Monday, August 24, 2015

Why Salad Is So Overrated


As the world population grows, we have a pressing need to eat better and farm better, and those of us trying to figure out how to do those things have pointed at lots of different foods as problematic. Almonds, for their water use. Corn, for the monoculture. Beef, for its greenhouse gases. In each of those cases, there’s some truth in the finger-pointing, but none of them is a clear-cut villain.

There’s one food, though, that has almost nothing going for it. It occupies precious crop acreage, requires fossil fuels to be shipped, refrigerated, around the world, and adds nothing but crunch to the plate.

It’s salad, and here are three main reasons why we need to rethink it.

Salad vegetables are pitifully low in nutrition. The biggest thing wrong with salads is lettuce, and the biggest thing wrong with lettuce is that it’s a leafy-green waste of resources.

In July, when I wrote a piece defending corn on the calories-per-acre metric, a number of people wrote to tell me I was ignoring nutrition. Which I was. Not because nutrition isn’t important, but because we get all the nutrition we need in a fraction of our recommended daily calories, and filling in the rest of the day’s food is a job for crops like corn. But if you think nutrition is the most important metric, don’t direct your ire at corn. Turn instead to lettuce.

One of the people I heard from about nutrition is organic consultant Charles Benbrook. He and colleague Donald Davis developed a nutrient quality index — a way to rate foods based on how much of 27 nutrients they contain per 100 calories. Four of the five lowest-ranking foods (by serving size) are salad ingredients: cucumbers, radishes, lettuce and celery. (The fifth is eggplant.)

Those foods’ nutritional profile can be partly explained by one simple fact: They’re almost all water. Although water figures prominently in just about every vegetable (the sweet potato, one of the least watery, is 77 percent), those four salad vegetables top the list at 95 to 97 percent water. A head of iceberg lettuce has the same water content as a bottle of Evian (1-liter size: 96 percent water, 4 percent bottle) and is only marginally more nutritious.

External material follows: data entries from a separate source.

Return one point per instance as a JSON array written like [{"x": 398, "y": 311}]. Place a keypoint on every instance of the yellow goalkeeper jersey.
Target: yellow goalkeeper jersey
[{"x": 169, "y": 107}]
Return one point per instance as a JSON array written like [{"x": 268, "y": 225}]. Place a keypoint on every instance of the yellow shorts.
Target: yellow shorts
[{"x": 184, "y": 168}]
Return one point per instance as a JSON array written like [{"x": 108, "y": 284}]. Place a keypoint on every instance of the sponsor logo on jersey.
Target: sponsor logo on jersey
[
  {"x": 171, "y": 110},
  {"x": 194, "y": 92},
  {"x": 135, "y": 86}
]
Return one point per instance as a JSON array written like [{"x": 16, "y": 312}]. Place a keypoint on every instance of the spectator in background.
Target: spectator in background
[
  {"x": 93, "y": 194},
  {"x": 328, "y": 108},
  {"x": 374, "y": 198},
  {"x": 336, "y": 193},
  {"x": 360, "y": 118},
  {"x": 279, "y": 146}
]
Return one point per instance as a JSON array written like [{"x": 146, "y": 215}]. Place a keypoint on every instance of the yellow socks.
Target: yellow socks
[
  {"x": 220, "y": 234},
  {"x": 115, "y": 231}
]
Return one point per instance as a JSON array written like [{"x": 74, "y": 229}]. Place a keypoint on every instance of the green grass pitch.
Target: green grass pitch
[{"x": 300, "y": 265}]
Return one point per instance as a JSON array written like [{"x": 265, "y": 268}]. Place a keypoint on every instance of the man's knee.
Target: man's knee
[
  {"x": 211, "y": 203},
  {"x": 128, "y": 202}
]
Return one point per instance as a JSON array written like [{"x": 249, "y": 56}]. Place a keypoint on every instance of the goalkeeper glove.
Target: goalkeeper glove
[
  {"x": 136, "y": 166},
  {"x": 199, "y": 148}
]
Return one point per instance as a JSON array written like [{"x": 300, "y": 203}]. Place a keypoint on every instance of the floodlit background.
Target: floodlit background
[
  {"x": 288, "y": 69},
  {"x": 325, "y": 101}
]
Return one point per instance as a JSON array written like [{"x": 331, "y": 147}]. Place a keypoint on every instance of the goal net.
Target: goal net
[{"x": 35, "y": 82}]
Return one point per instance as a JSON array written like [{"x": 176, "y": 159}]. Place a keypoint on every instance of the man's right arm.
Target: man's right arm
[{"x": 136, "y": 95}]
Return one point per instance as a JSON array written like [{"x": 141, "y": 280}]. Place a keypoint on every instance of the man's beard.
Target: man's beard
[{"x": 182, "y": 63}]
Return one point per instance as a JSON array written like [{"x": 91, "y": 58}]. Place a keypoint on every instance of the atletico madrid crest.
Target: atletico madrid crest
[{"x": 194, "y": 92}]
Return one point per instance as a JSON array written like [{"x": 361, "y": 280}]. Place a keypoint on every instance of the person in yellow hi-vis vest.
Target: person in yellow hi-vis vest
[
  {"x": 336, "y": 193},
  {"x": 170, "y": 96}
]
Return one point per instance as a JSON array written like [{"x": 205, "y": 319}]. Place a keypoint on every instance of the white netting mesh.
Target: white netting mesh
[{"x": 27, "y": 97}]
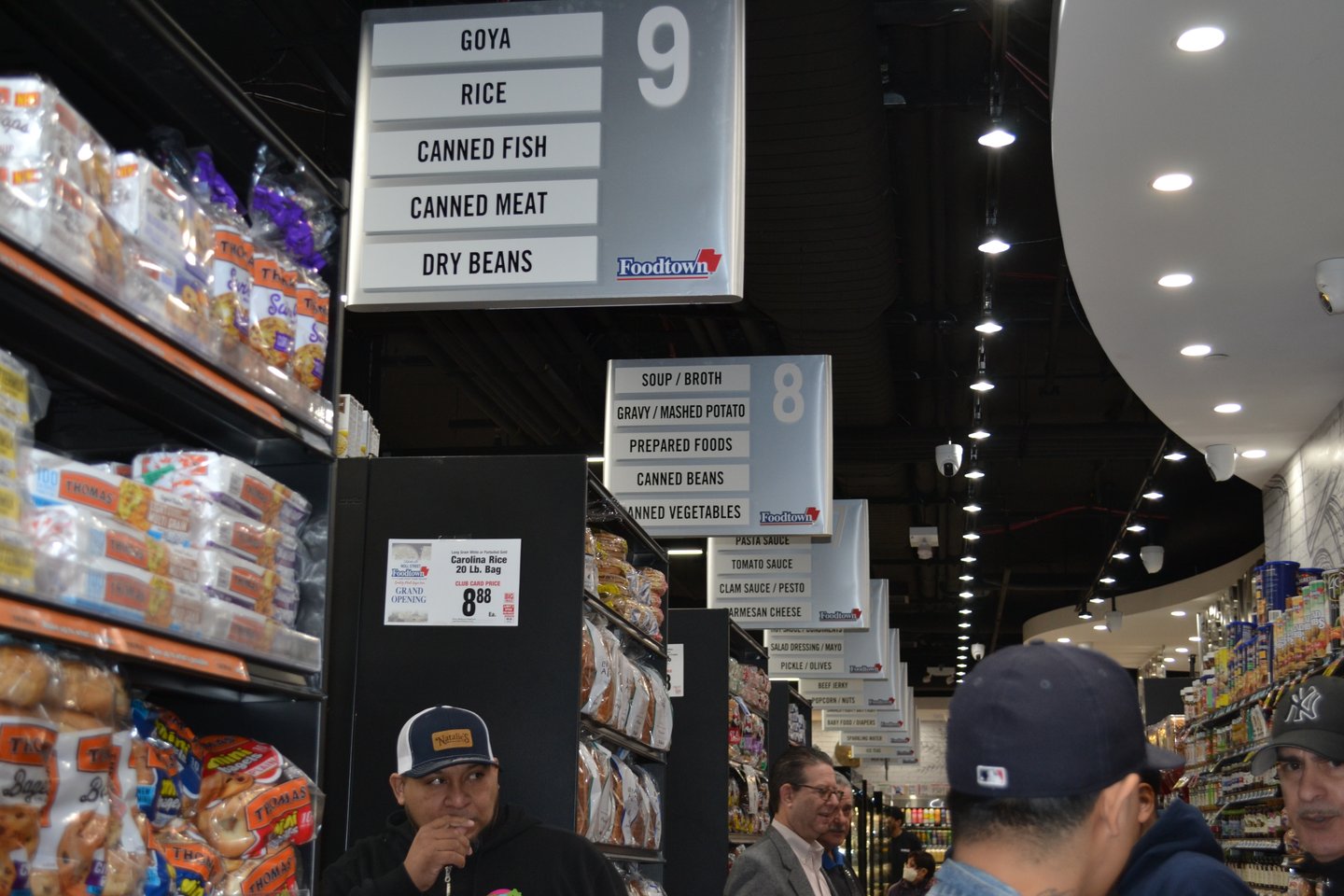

Take collard greens. They are 90 percent water, which still sounds like a lot. But it means that, compared with lettuce, every pound of collard greens contains about twice as much stuff that isn’t water, which, of course, is where the nutrition lives. But you’re also likely to eat much more of them, because you cook them. A large serving of lettuce feels like a bona fide vegetable, but when you saute it (not that I’m recommending that), you’ll see that two cups of romaine cooks down to a bite or two.

The corollary to the nutrition problem is the expense problem. The makings of a green salad — say, a head of lettuce, a cucumber and a bunch of radishes — cost about $3 at my supermarket. For that, I could buy more than two pounds of broccoli, sweet potatoes or just about any frozen vegetable going, any of which would make for a much more nutritious side dish to my roast chicken.

Lettuce is a vehicle to transport refrigerated water from farm to table. When we switch to vegetables that are twice as nutritious — like those collards or tomatoes or green beans — not only do we free up half the acres now growing lettuce, we cut back on the fossil fuels and other resources needed for transport and storage.